On July 25, stock of San Diego-based, deeply-troubled Bridgepoint Education closed at $8.09. It had been as low as $5.31 in the past 52 weeks. Today (August 3), Bridgdepoint closed at $13.10 — a huge ride in one week.
What explains this gigantic goose? For one thing, the for-profit university reported a good quarterly income gain July 26, even though revenue declined. Enrollment registered a small gain, the first in seven quarters.The stock was up more than 40 percent after the earnings were released.
But there could have been another factor. The New York Times revealed that Betsy DeVos, head of the Department of Education, announced that the administration would revoke a rule that has been hurting for-profit colleges. Under the Obama administration, for-profit colleges had to prove that its graduates were able to get gainful employment. This requirement hurt the for-profit education companies, because few can show that their graduates get enough remuneration to pay off their government-guaranteed student loans.
DeVos has been chipping away at other regulations put in place during the Obama years. The restrictions were considered necessary because the for-profits charge much more than non-profit universities, have an inordinately high percentage of total student loans, have a high default rate on those loans and high dropout rate, and then students who graduate have trouble getting remunerative work.

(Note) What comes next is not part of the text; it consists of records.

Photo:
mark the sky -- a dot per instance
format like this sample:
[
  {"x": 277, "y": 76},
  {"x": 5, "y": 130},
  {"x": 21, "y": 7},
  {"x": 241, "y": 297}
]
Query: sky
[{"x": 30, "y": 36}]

Bridgepoint’s Ashford University, which accounts for most of the company’s income, had default rates around 15 percent in 2012 through 2014, according to Bridgepoint’s report to the Securities and Exchange Commission for the quarter ended June 30. The document reveals that Bridgepoint has settled a dispute with the California Franchise Tax Board but is still undergoing an audit from the Internal Revenue Service, and battling with the Veterans Administration over government loans.